Ces visites répétées de Saddam Haftar, vice-commandant général des forces armées libyennes, en Turquie sur une période restreinte, et l’accueil officiel qui lui a été accordé, indiquent un changement profond et pragmatique dans la politique d’Ankara concernant la Libye, ainsi que la volonté des deux parties de consolider un partenariat militaire et économique. Ce changement stratégique notable crée une situation d’embarras pour le gouvernement de l’Ouest dirigé par Abdelhamid Dbeibah.
Après des années de soutien au gouvernement de l’Accord national, puis au gouvernement d’unité nationale en fin de mandat, contre les forces du maréchal Khalifa Haftar, la Turquie a décidé d’adopter une politique plus équilibrée et réaliste, ayant compris que le commandement général à l’Est représente une force militaire stable et influente qui ne peut être ignorée dans toute solution future. Cette évolution est motivée par son souhait de garantir ses intérêts auprès de tous les acteurs libyens.
Ankara cherche à ouvrir la voie à une extension de sa présence économique dans l’Est libyen, notamment dans les domaines de la reconstruction et des infrastructures, sans limiter ses relations au gouvernement de l’Ouest. Ce rapprochement contribue également à rééquilibrer son rôle régional et à élargir son réseau de partenariats.
Haftar a rencontré vendredi à Ankara le ministre turc de la Défense, Yaşar Güler, dans le cadre d’une visite officielle. Le commandement général de l’armée nationale a indiqué que la réunion s’était concentrée sur l’évaluation des évolutions internationales et les moyens de renforcer la coopération militaire entre les deux parties, avec une attention particulière accordée aux défis sécuritaires régionaux et aux efforts de stabilisation. Des rapports ont mentionné la signature d’accords militaires portant sur la formation et l’achat d’équipements.
Le rapprochement entre la Turquie et les autorités de l’Est libyen est perçu comme un mouvement stratégique visant à s’inscrire dans l’espace de rivalité avec la Russie, qui dispose d’une présence militaire importante et influente dans la région, notamment par son engagement direct auprès des forces de Haftar. Ankara cherche ainsi à réduire la dépendance de l’Est libyen à l’égard d’autres puissances et à garantir sa propre position stratégique.

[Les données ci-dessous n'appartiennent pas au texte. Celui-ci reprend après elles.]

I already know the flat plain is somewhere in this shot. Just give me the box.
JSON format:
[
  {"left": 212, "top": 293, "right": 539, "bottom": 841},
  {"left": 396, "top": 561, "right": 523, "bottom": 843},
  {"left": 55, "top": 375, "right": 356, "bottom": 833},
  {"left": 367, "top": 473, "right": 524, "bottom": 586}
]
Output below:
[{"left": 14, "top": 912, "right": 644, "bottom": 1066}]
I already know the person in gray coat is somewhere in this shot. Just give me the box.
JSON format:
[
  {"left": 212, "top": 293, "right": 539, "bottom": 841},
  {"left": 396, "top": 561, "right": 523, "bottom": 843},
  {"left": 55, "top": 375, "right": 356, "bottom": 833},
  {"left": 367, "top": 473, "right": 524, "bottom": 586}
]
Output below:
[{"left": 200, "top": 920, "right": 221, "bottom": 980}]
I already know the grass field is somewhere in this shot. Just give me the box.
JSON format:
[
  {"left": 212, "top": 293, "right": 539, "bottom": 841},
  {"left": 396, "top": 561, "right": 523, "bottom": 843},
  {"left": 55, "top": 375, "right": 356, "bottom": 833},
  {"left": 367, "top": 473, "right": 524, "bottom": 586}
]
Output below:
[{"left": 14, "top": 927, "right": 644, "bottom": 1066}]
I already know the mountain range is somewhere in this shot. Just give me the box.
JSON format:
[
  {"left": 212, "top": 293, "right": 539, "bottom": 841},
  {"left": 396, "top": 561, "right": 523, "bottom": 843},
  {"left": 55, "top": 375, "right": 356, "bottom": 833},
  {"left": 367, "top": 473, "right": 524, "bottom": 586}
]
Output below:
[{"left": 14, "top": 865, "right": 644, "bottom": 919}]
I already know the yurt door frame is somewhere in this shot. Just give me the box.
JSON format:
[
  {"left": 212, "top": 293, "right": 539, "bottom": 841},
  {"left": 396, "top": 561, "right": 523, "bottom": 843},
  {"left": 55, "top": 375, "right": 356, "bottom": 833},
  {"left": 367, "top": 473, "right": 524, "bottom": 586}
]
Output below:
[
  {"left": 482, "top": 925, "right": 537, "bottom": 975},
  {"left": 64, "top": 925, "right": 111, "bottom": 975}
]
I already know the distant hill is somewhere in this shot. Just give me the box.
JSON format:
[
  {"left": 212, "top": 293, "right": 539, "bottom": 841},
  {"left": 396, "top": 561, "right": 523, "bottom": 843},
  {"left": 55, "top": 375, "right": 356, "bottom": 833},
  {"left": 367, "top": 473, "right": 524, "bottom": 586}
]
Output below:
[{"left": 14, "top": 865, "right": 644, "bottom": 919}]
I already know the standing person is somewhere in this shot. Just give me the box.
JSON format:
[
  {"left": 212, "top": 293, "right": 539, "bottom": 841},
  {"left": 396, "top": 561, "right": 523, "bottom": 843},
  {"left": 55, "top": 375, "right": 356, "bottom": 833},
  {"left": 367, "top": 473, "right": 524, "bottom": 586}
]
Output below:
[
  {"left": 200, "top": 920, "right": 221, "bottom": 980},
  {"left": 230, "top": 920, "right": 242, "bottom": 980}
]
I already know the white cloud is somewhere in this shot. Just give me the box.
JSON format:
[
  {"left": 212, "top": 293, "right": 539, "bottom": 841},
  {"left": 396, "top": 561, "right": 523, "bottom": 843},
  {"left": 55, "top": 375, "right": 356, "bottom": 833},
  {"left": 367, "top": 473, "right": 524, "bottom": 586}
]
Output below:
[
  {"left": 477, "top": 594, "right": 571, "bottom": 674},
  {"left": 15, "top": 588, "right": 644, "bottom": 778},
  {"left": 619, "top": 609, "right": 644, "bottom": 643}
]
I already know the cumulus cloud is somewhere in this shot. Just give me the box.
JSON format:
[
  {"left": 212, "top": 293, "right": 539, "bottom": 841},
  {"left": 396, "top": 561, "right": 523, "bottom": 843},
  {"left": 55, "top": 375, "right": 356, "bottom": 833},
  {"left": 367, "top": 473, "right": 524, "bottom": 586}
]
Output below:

Ces visites envoient également un message clair à certains pays de la région, comme la Grèce, indiquant que la Turquie est capable de nouer des relations avec des acteurs considérés comme alliés par ces États, renforçant ainsi sa position sur des dossiers comme les frontières maritimes en Méditerranée orientale.
L’accueil officiel réservé aux dirigeants de l’Est libyen reflète la préférence d’Ankara pour des partenariats avec des institutions militaires organisées et stables, telles que le commandement général, plutôt qu’avec des groupes armés disparates et indisciplinés présents dans certaines zones de l’Ouest.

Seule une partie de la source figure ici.